Les faits d'abord. La France, l'Allemagne, le Royaume-Uni et l'Italie ont publié une déclaration commune appelant Israël à « mettre fin à l'expansion des colonies en Cisjordanie », visant en particulier le lancement d'appels d'offres pour le projet E1, cette zone qui relierait Ma'alé Adoumim à Jérusalem. Le Canada s'est joint au chœur. L'argument est connu : E1 « menacerait la viabilité d'un futur État palestinien » en coupant la continuité territoriale entre le nord et le sud de la Cisjordanie.
Regardons ce que cette déclaration révèle vraiment.
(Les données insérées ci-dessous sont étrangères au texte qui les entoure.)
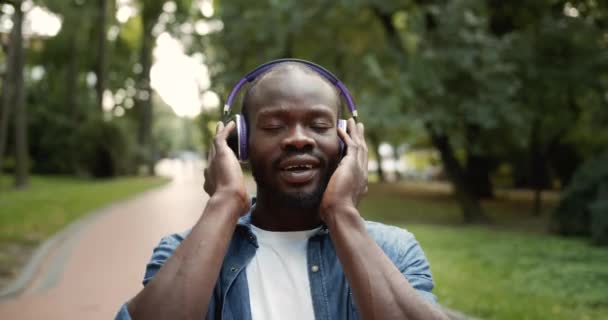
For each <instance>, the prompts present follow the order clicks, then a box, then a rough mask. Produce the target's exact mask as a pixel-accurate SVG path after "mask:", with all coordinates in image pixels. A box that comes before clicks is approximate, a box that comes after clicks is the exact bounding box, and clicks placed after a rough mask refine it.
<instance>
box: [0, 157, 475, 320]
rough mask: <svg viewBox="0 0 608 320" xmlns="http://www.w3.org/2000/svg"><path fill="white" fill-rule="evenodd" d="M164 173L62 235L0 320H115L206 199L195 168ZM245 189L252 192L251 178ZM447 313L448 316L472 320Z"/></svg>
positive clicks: (201, 209) (52, 247) (191, 167)
mask: <svg viewBox="0 0 608 320" xmlns="http://www.w3.org/2000/svg"><path fill="white" fill-rule="evenodd" d="M161 169H162V170H161V171H164V172H165V173H166V174H170V175H172V176H174V180H173V181H172V182H171V183H170V184H169V185H167V186H164V187H161V188H159V189H156V190H153V191H150V192H147V193H145V194H143V195H141V196H138V197H136V198H134V199H131V200H128V201H125V202H121V203H118V204H115V205H112V206H110V207H108V208H105V209H102V210H100V211H99V212H96V213H94V214H93V215H91V216H89V217H87V218H85V219H84V220H82V221H79V222H78V223H77V224H76V225H74V226H71V227H70V228H68V229H67V230H65V231H64V232H63V233H62V234H60V235H61V237H60V238H59V240H58V241H56V244H55V245H54V246H53V247H52V249H51V250H50V251H49V252H48V254H47V255H46V257H45V258H44V259H43V260H42V261H43V262H42V263H41V266H42V267H41V268H40V269H39V270H38V271H37V272H36V273H35V275H34V276H33V279H32V280H31V281H30V282H29V285H28V286H27V287H26V289H25V290H24V291H23V292H22V293H21V294H20V295H19V296H17V297H16V298H13V299H10V300H0V319H18V320H30V319H32V320H34V319H36V320H38V319H48V320H55V319H56V320H66V319H87V320H96V319H100V320H101V319H104V320H105V319H113V318H114V316H115V314H116V312H117V311H118V309H119V308H120V306H121V305H122V304H123V303H124V302H125V301H127V300H128V299H130V298H131V297H133V296H134V295H135V294H136V293H137V292H139V290H141V288H142V284H141V280H142V278H143V273H144V270H145V265H146V263H147V262H148V259H149V258H150V255H151V254H152V249H153V248H154V247H155V246H156V245H157V244H158V241H159V240H160V238H161V237H162V236H164V235H167V234H171V233H174V232H180V231H183V230H185V229H188V228H189V227H191V226H192V225H193V224H194V222H195V221H196V220H197V219H198V217H199V215H200V213H201V212H202V210H203V208H204V205H205V202H206V201H207V199H208V197H207V195H206V194H205V193H204V191H203V187H202V186H203V179H202V169H201V166H200V164H193V165H190V166H180V165H178V164H177V163H170V164H168V165H167V166H165V167H164V168H161ZM248 188H249V190H250V192H252V193H253V191H254V190H255V189H254V188H255V187H254V185H253V181H249V186H248ZM66 231H67V232H66ZM445 311H446V312H447V313H448V314H449V315H450V319H470V318H468V317H466V316H464V315H462V314H460V313H458V312H454V311H452V310H448V309H445Z"/></svg>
Quatre puissances européennes, dont deux ne parviennent pas à protéger leurs propres citoyens juifs d'une vague antisémite historique, trouvent l'unité diplomatique... sur des permis de construire israéliens. Pas sur le réarmement du Hezbollah. Pas sur les otages encore retenus à Gaza. Pas sur le financement iranien de la terreur régionale. E1, dossier vieux de trente ans, redevient soudain l'urgence absolue.